I immediately eliminated Biotone’s Deep Tissue Massage Lotion from the running. It didn’t have enough glide for me, and like many lotions, it evaporated and cooled down my test subject’s skin too fast. I stuck with Biotone’s Advanced Therapy Massage Lotion and their Pure Touch Organic’s Massage cream and used both in my massage practice for 9 months.

Even though I had selected two creams that were supposedly hypoallergenic, I started getting eczema on my fingers within the first week of using the new creams. For some stupid reason, I didn’t think it was either of the massage creams, because I had been so careful to select “hypoallergenic” creams, and neither of them immediately caused my hands or fingers to itch immediately afterwards. It also goes to show that muscle testing on yourself (in my case, using a pendulum) definitely has a margin of error. Here’s how I eliminated all of the possible causes of my eczema:

  • I started using gloves every time I washed dishes in case it was my dish soap
  • I gave my cat a bath and converted her to 100% indoor only in case petting her was causing allergies (dirt gives me eczema)
  • I stopped using liquid soap entirely (anti-bacterial soap is especially drying!)  and exclusively used Swiss triple-milled bar soap to wash my hands, because I know that this kind of soap doesn’t dry my hands (it’s expensive, but worth it)
  • I went back to using a personal hand cream that I knew I wasn’t allergic to
  • I converted my shampoo and conditioner to products I knew I wasn’t allergic to

In spite of these precautions, nothing really eliminated the eczema. My index fingers on both hands were scaly and itchy, and I needed to use a nail file to buff them down before each massage client. Lovely. So I knew by simple logic that one of both of my massage creams was causing the eczema.
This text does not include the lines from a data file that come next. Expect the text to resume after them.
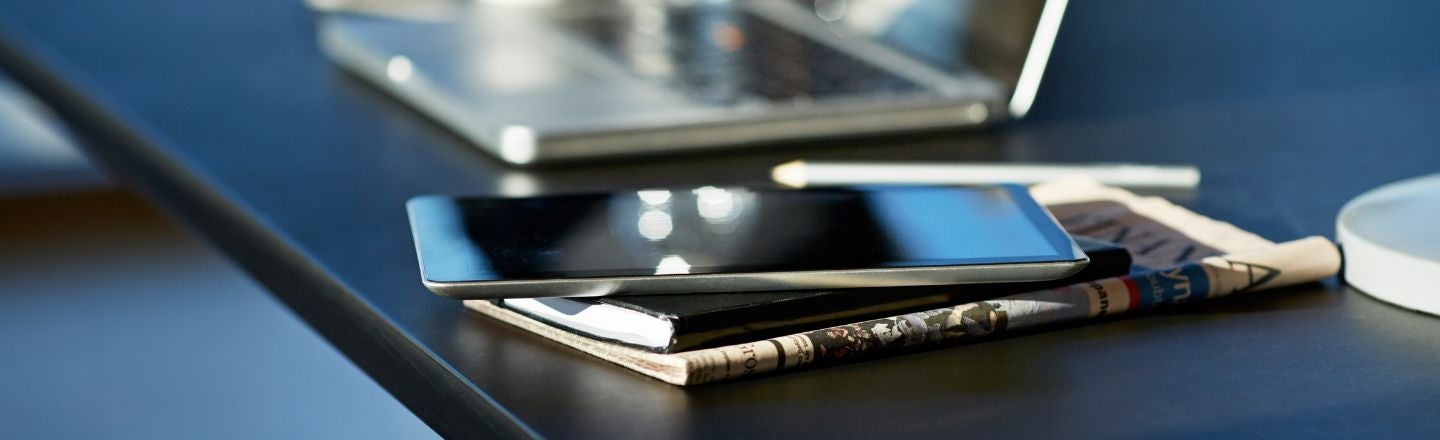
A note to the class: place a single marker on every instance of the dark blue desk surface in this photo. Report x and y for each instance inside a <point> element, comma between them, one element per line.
<point>226,114</point>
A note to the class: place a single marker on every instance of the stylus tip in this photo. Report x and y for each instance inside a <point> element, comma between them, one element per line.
<point>789,174</point>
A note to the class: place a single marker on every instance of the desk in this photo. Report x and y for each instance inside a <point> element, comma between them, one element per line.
<point>228,115</point>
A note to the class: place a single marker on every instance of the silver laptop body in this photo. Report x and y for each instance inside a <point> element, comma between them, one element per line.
<point>552,81</point>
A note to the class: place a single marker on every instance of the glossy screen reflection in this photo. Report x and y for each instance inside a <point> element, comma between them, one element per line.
<point>726,230</point>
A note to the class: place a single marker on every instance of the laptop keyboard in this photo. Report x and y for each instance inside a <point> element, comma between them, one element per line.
<point>726,56</point>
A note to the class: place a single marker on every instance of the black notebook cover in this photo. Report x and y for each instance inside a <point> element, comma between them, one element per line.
<point>714,319</point>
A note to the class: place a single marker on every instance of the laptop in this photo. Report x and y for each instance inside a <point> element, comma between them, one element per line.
<point>546,81</point>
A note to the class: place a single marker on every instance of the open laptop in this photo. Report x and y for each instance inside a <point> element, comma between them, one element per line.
<point>552,79</point>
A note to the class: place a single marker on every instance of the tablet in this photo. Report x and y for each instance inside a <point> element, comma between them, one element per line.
<point>730,239</point>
I figured out the culprit by using only one of the creams at a time for a few weeks to see what my skin’s reaction would be. And voila, the Advanced Therapy Massage Lotion was the culprit. So I gave the rest of my bottle to a massage therapist friend who has no skin allergies, and have stuck with the Biotone Pure Touch Organics Massage Cream ever since. It has a shea butter base, which makes it really thick and difficult to spoon into the squeeze tube I use, but my eczema has disappeared, and my hands are happy once more.

To make a long story short, never give up and keep experimenting with creams, lotions, and oils. If you have sensitive skin like I do, you CAN have a successful massage career and you don’t have to suffer with dry, itchy skin on your hands. The right product is everything.
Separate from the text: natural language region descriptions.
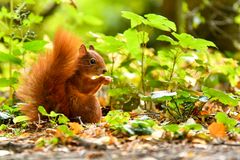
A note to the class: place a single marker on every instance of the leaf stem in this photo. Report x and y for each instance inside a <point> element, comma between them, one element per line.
<point>11,50</point>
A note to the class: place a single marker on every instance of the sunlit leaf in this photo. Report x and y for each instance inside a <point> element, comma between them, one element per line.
<point>167,39</point>
<point>133,42</point>
<point>135,19</point>
<point>171,128</point>
<point>160,22</point>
7 thoughts on “Massage Therapists: How I Chose a Massage Cream for my Ultra-Sensitive Skin

  1. Thanks for the info.
    Is there a reason why you wouldn’t try fractionated coconut oil?

  2. I don’t like using coconut oil for massage. Too oily for me. Many massage therapists use fractionated coconut oil and like it, but I prefer massage creams over oils.

  3. Hi Alicia, Does the Pure Touch Organics cream stain sheets at all? I would guess it might because of the jojoba oil but you mentioned the shea butter is the dominant base. Thanks.

  4. I’ve. Web design with dry cracked and horrible itchy hands for about 2 years now! I’m at my white end! I’m having breakdowns crying cause I itch so bad. I’m using calamine to calm the itch but it. Ur a also! I’m trying shea and jojoba right now but nothing seems to work. It’s awful and so embarrassing!

  5. Sometimes it’s an allergy to the massage cream you’re using and sometimes it’s something else. I learned early on that liquid soap dries out my skin terribly — especially antibacterial soap. Liquid soap makes my hands crack and bleed. Once I switched to using a triple-milled Swiss bar soap to wash my hands, a lot of my lizard skin problems went away. If you have really sensitive skin, change your soap as well as your massage oil. With the massage oil, keep the ingredients simple — try sesame oil as a massage oil and keep it refrigerated when you’re not using it. My massage school had almond oil and sesame oil available for us to practice with, and the sesame oil was the least allergenic because of the people who have hidden nut allergies. Best of luck to you!